A Multithreaded Fork of Redis
https://keydb.dev
BSD 3-Clause "New" or "Revised" License
11.52k stars 578 forks source link

[BUG] Client hang on KEYS command #878

Open keithchew opened 4 weeks ago

keithchew commented 4 weeks ago

Testing on async_flash branch, this is a strange one.

I have a test client calling KEYS repeatedly, and other clients (group A) not calling the KEYS command. In order to trigger the bug, group A clients are periodically disconnected and reconnected to the server. When the bug happens, the client calling the KEYS will not get a reply and just hangs waiting.

I have added additional logs to the keysCommand() method in db.cpp, it appears that the code completes the method (ie enters and exits) and did not get blocked anywhere. I am currently narrowing this down as to why there is no reply to the client...

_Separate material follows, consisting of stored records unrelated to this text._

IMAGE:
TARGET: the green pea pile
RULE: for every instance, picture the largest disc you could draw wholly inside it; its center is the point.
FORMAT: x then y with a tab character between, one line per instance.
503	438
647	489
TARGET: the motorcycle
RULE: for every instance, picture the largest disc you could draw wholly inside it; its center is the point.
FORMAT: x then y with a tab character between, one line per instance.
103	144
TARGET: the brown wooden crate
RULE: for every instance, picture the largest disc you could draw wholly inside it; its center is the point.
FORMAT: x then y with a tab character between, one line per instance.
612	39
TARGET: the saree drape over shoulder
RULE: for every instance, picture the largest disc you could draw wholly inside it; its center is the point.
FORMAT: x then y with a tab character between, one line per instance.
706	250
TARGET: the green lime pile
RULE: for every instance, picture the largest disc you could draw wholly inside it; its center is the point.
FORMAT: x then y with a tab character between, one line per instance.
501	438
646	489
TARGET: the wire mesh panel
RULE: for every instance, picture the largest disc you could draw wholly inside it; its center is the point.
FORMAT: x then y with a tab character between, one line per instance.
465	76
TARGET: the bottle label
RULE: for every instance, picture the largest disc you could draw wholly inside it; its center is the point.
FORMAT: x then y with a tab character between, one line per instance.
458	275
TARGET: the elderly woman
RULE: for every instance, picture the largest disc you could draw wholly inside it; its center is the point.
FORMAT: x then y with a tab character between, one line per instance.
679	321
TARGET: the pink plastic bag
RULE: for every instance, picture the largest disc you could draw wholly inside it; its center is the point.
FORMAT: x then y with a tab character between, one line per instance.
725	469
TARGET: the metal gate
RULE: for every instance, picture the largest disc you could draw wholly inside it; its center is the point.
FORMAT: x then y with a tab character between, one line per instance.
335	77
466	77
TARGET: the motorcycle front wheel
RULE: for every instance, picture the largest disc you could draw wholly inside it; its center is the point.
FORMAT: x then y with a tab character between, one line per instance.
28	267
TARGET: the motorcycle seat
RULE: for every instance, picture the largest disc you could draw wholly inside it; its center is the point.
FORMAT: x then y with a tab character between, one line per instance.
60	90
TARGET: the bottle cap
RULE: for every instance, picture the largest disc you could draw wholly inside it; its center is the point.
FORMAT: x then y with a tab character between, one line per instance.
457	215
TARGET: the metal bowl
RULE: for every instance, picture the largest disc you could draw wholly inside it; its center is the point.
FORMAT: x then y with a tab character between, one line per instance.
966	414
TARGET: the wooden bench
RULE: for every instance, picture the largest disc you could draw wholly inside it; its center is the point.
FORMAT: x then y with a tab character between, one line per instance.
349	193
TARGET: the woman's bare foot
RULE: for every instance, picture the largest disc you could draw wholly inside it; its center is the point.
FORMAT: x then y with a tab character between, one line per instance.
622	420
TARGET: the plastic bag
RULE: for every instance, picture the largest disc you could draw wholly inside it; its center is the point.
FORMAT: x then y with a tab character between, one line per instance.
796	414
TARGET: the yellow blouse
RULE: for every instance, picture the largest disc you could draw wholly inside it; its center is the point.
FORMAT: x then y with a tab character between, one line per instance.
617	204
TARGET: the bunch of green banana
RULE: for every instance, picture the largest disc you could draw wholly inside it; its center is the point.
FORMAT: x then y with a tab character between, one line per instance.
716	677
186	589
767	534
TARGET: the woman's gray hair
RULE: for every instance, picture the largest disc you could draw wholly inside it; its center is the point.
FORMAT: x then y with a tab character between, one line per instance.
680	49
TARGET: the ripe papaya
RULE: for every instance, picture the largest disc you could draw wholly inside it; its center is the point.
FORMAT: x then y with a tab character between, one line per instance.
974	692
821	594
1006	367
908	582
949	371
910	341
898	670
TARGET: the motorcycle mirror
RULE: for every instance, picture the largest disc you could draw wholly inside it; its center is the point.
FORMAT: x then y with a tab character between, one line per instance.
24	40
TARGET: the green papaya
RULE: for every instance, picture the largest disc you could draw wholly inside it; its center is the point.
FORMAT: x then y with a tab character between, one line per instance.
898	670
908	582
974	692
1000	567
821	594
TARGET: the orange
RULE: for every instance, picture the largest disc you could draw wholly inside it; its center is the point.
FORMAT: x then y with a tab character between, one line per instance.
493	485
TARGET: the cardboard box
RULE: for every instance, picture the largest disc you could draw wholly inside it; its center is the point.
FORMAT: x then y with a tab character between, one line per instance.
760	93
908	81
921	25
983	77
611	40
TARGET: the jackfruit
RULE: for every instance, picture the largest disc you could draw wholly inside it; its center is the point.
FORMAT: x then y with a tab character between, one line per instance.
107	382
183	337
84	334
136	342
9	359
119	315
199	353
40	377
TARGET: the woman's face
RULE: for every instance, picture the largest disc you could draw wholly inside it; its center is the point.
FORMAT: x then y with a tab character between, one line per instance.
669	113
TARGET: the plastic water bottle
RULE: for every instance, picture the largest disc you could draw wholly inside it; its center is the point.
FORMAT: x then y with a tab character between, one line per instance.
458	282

Just logging an issue first and will report more when I have tracked it down.

keithchew commented 3 weeks ago

After further stress testing, it appears the KEYS command is very unstable. There are layers of locks on the async code path and I have encountered either crashes and freezes. Another freeze case here:

7:61:M 20 Oct 2024 22:53:29.818 # === ASSERTION FAILED ===
7:61:M 20 Oct 2024 22:53:29.818 # ==> networking.cpp:252 'FCorrectThread(c)' is not true

------ STACK TRACE ------

Backtrace:
/opt/KeyDB/bin/keydb-server *:6379(clientInstallWriteHandler(client*)+0x204) [0x55b4e5bbc544]
/opt/KeyDB/bin/keydb-server *:6379(prepareClientToWrite(client*)+0x208) [0x55b4e5bbe8c8]
/opt/KeyDB/bin/keydb-server *:6379(addReplyProto(client*, char const*, unsigned long)+0x17) [0x55b4e5bbec77]
/opt/KeyDB/bin/keydb-server *:6379(keysCommandCore(client*, redisDbPersistentDataSnapshot const*, char*, char*)+0x284) [0x55b4e5bd79e4]
/opt/KeyDB/bin/keydb-server *:6379(+0x26eaa7) [0x55b4e5be0aa7]
/opt/KeyDB/bin/keydb-server *:6379(AsyncWorkQueue::WorkerThreadMain()+0x448) [0x55b4e5ccfd48]
/lib/x86_64-linux-gnu/libstdc++.so.6(+0xd6df4) [0x7f988be36df4]
/lib/x86_64-linux-gnu/libpthread.so.0(+0x8609) [0x7f988bbdb609]
/lib/x86_64-linux-gnu/libc.so.6(clone+0x43) [0x7f988bafe353]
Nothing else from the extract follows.